Yes. The SEC publishes free REST APIs on data.sec.gov that return JSON for company submissions and extracted XBRL financial facts. They need no API key, only a declared User-Agent header. What they do not give you is normalization, so every company's numbers come back under raw US-GAAP tags and you still write parsing code per filer. That is the gap third-party APIs like Edgrapi fill.

Is the SEC EDGAR API free?

The SEC's own data.sec.gov endpoints are free with no key, capped at 10 requests per second under the fair-access policy. The catch is the raw XBRL format. Normalized wrappers add a clean schema, ratios, and filing-section text on top; Edgrapi's free tier gives 100 requests with no credit card, then paid plans scale request volume.

How do I get a company's financial statements from EDGAR by ticker?
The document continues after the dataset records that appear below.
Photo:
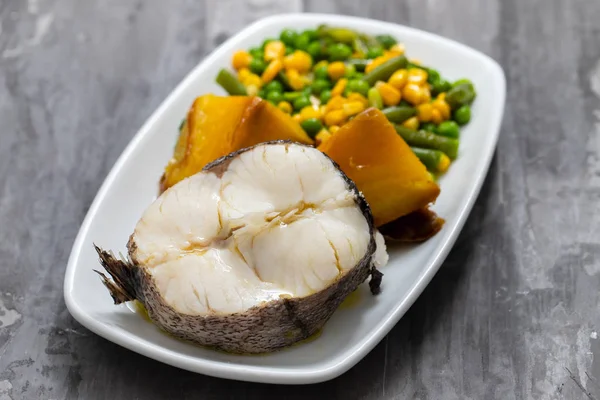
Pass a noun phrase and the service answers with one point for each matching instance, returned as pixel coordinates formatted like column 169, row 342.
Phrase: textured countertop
column 514, row 312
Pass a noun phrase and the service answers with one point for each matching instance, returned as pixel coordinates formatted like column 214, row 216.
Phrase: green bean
column 340, row 35
column 230, row 83
column 434, row 160
column 429, row 140
column 399, row 114
column 375, row 99
column 358, row 63
column 359, row 46
column 291, row 96
column 386, row 41
column 385, row 70
column 460, row 95
column 449, row 129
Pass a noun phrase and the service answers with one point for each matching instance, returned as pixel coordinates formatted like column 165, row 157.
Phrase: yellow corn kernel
column 274, row 50
column 336, row 70
column 358, row 97
column 411, row 123
column 243, row 73
column 272, row 70
column 377, row 61
column 399, row 79
column 322, row 63
column 425, row 94
column 296, row 81
column 309, row 112
column 335, row 103
column 241, row 59
column 339, row 87
column 322, row 136
column 412, row 93
column 389, row 94
column 353, row 108
column 336, row 117
column 285, row 106
column 442, row 107
column 417, row 75
column 252, row 90
column 424, row 112
column 298, row 60
column 252, row 80
column 397, row 49
column 436, row 116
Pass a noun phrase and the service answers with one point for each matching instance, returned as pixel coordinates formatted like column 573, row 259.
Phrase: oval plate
column 353, row 330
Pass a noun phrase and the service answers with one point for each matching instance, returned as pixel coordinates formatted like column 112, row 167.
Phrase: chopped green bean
column 230, row 83
column 385, row 70
column 434, row 160
column 399, row 114
column 375, row 99
column 429, row 140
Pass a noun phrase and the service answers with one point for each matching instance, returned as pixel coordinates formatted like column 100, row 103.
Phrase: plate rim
column 262, row 373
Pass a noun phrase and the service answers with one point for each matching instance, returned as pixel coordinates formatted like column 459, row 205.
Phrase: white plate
column 353, row 331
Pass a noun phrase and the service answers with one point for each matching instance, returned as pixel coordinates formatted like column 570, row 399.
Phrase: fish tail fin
column 122, row 285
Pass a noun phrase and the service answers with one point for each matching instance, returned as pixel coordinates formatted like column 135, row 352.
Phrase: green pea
column 312, row 126
column 433, row 76
column 314, row 49
column 461, row 81
column 311, row 33
column 319, row 85
column 274, row 86
column 325, row 96
column 321, row 72
column 339, row 52
column 267, row 41
column 441, row 86
column 301, row 102
column 302, row 41
column 386, row 41
column 274, row 97
column 374, row 52
column 256, row 52
column 288, row 36
column 462, row 116
column 448, row 129
column 257, row 66
column 429, row 127
column 350, row 71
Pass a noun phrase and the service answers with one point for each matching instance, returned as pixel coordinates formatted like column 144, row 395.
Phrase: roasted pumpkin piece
column 392, row 179
column 216, row 126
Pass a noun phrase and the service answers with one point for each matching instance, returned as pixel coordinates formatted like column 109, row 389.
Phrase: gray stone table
column 514, row 312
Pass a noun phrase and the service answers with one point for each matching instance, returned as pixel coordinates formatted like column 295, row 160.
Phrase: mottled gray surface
column 512, row 314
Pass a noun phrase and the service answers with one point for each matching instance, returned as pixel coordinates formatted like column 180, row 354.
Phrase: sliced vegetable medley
column 325, row 77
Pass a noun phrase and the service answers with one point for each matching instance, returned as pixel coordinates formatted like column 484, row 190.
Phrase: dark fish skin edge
column 263, row 328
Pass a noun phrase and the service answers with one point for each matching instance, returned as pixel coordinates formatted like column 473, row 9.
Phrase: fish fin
column 121, row 287
column 375, row 282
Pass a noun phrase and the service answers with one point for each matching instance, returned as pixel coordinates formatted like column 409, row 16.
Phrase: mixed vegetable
column 325, row 77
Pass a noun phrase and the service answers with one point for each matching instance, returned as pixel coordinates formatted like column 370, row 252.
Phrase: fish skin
column 263, row 328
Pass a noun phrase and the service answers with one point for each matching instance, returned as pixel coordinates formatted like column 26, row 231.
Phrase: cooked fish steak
column 253, row 253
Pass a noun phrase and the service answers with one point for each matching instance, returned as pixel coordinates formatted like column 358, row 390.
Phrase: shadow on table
column 392, row 365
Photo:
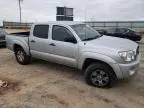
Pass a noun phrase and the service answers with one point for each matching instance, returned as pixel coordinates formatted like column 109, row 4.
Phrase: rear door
column 39, row 42
column 64, row 52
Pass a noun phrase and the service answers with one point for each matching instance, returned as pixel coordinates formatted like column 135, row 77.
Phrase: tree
column 20, row 10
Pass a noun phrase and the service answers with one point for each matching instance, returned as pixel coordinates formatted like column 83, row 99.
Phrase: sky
column 90, row 10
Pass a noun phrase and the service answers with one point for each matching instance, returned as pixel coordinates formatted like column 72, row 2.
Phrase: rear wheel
column 99, row 75
column 21, row 56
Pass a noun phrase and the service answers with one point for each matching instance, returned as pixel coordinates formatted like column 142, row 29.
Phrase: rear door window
column 41, row 31
column 111, row 30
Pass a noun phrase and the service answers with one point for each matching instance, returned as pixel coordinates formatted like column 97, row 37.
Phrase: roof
column 62, row 22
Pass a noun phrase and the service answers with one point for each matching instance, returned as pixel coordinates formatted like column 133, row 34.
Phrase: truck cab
column 103, row 59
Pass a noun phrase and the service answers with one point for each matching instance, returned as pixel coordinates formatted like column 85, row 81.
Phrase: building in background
column 64, row 14
column 136, row 25
column 16, row 25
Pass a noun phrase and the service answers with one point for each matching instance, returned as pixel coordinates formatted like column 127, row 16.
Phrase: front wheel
column 21, row 56
column 99, row 75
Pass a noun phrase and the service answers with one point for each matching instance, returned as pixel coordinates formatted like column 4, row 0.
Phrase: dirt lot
column 48, row 85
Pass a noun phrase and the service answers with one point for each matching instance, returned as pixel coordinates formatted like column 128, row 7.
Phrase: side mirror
column 70, row 39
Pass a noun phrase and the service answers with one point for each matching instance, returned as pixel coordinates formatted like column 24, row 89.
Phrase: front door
column 39, row 42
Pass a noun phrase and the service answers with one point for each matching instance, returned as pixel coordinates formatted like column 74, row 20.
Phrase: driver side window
column 61, row 33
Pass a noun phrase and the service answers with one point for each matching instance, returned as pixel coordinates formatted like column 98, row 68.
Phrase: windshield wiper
column 91, row 38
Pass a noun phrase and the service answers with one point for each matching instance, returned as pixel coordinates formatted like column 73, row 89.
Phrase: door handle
column 52, row 44
column 32, row 41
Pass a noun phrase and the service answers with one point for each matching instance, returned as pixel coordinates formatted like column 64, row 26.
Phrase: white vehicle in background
column 103, row 59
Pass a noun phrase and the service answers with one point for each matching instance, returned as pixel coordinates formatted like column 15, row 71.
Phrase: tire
column 99, row 75
column 21, row 56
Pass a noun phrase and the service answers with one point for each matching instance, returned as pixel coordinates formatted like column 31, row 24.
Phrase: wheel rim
column 20, row 55
column 100, row 78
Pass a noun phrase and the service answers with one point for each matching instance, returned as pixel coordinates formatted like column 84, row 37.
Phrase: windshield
column 85, row 32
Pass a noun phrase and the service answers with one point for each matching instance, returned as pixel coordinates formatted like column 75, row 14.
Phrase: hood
column 109, row 42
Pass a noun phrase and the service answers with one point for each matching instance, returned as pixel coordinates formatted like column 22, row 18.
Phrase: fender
column 96, row 56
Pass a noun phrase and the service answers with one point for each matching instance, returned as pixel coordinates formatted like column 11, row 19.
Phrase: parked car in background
column 123, row 33
column 101, row 31
column 103, row 59
column 2, row 37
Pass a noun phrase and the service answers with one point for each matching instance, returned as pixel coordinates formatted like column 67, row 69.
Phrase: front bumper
column 130, row 69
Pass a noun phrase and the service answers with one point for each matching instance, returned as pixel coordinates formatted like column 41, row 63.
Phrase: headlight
column 127, row 56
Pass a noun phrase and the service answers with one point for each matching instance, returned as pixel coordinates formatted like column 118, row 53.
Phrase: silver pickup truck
column 103, row 59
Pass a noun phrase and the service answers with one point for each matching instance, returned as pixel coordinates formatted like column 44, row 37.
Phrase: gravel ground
column 48, row 85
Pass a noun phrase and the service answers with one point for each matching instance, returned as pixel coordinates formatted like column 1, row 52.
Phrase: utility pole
column 20, row 10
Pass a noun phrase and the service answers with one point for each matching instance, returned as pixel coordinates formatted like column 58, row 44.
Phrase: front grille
column 2, row 37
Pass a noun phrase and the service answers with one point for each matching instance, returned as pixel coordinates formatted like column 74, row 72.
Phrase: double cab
column 103, row 59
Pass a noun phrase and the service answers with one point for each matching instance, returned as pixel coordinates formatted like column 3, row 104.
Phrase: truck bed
column 20, row 38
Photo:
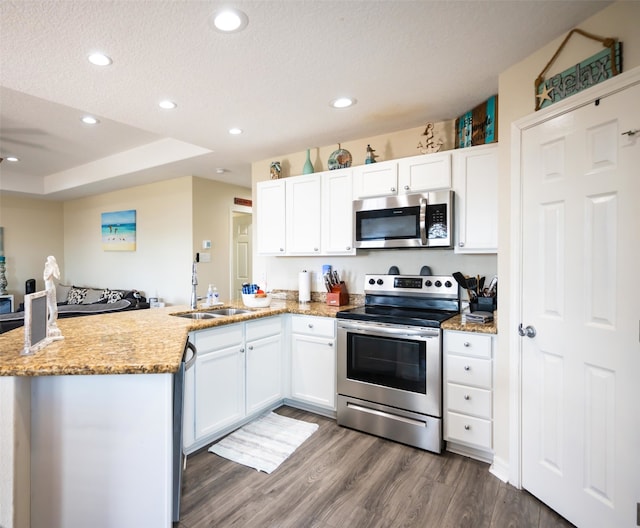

The SEC indexes filings by CIK, not ticker, so the first step is resolving the ticker to its CIK. With Edgrapi you skip that. Call GET /v1/fundamentals/AAPL with your API key and you get the income statement, balance sheet, and cash flow back as one normalized JSON object, every field named the same way across all 10,400+ covered companies.

What is the rate limit on the SEC EDGAR API?

The SEC limits every user to 10 requests per second across all machines and IP addresses. Exceed it and the SEC may block your IP until your request rate stays under the threshold for 10 minutes. Production apps should cache immutable historical facts and pace outbound calls rather than bursting against SEC.gov directly.

What is the difference between the SEC EDGAR API and sec-api.io?

The SEC's API is the free, raw source. sec-api.io is a paid wrapper strong on exotic form types and full-text search, starting at $49/month. Edgrapi focuses on clean, normalized fundamentals, ratios, and 10-K section text with a no-card free tier and a built-in MCP server for AI agents. Pick by whether you need breadth of forms or clean financials.

Can I use the SEC EDGAR API with AI agents and LLMs?

Yes. Edgrapi exposes a hosted MCP server at api.edgrapi.com/mcp with tools (get_fundamentals, get_ratios, get_company, get_filings), so MCP clients like Claude and Cursor pull real SEC numbers instead of hallucinating them. You can also call the REST endpoints from any function-calling agent and feed the JSON straight into the model.